Une idée pas si ancienne

Le management bienveillant serait issu de la pensée du care, qui introduit des enjeux éthiques dans les entreprises. Soin, attention à autrui, sollicitude, … la vulnérabilité des collaborateurs est placée au cœur d’une problématique de management. Mais manager avec care, est-ce possible ?

John ROWLS et Carol GILLIGAN ont développé toute une littérature qui affirme l’importance de l’attention qu’il faudrait porter aux autres. Aussi la problématique n’est pas ancienne. Le concept de management bienveillant revient régulièrement depuis une dizaine d’années.

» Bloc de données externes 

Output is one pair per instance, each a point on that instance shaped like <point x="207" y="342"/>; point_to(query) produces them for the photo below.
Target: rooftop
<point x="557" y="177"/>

Plusieurs raisons expliquent cette émergence :

  • La transformation du travail, avec la digitalisation. « Les collaborateurs ont le sentiment de ne pas s’y retrouver », explique Michel ALBOUY. « On collecte des tas d’informations, on a des systèmes d’information, de reporting. […]. Le système d’évaluation, de suivi des collaborateurs, devient plus prégnant qu’auparavant ».
  • Des exigences de plus en plus fortes, dans les entreprises privées (comme publiques) placées sous le feu de la concurrence, issue elle-même d’univers de compétition exacerbée
  • Un désengagement des collaborateurs, qui ont le sentiment de ne plus s’y retrouver, qui sont en recherche de sens.

« Avec le management bienveillant, on va s’efforcer de redonner un sens au collectif de travail », précise Michel ALBOUY.

Quelques recettes pour la mise en œuvre

Un salarié heureux est 31% plus productif, 6 fois moins absent, 55% plus créatif, … le professeur invite les participants à prendre avec des pincettes les études « sérieuses » qui se multiplient pour garantir le bienfondé de la mise en œuvre d’une démarche de management bienveillant. De nombreuses recettes existent pour expliquer aux managers et dirigeants comment introduire le concept :

  • Redonner du sens au travail. « Faire en sorte que les collaborateurs comprennent leur contribution, leur position dans la chaine, qu’ils voient que ce qu’ils font est utile et important », précise Michel ALBOUY.
  • Faire la chasse aux tâches inutiles ;
  • Éviter les relations professionnelles « toxiques ».
  • Valoriser les collaborateurs performants. « Mais pas trop », nuance le professeur. « Sinon on va dévaloriser les moins performants et les rendre moins heureux ».
  • Créer des espaces de travail conviviaux, au-delà des open spaces.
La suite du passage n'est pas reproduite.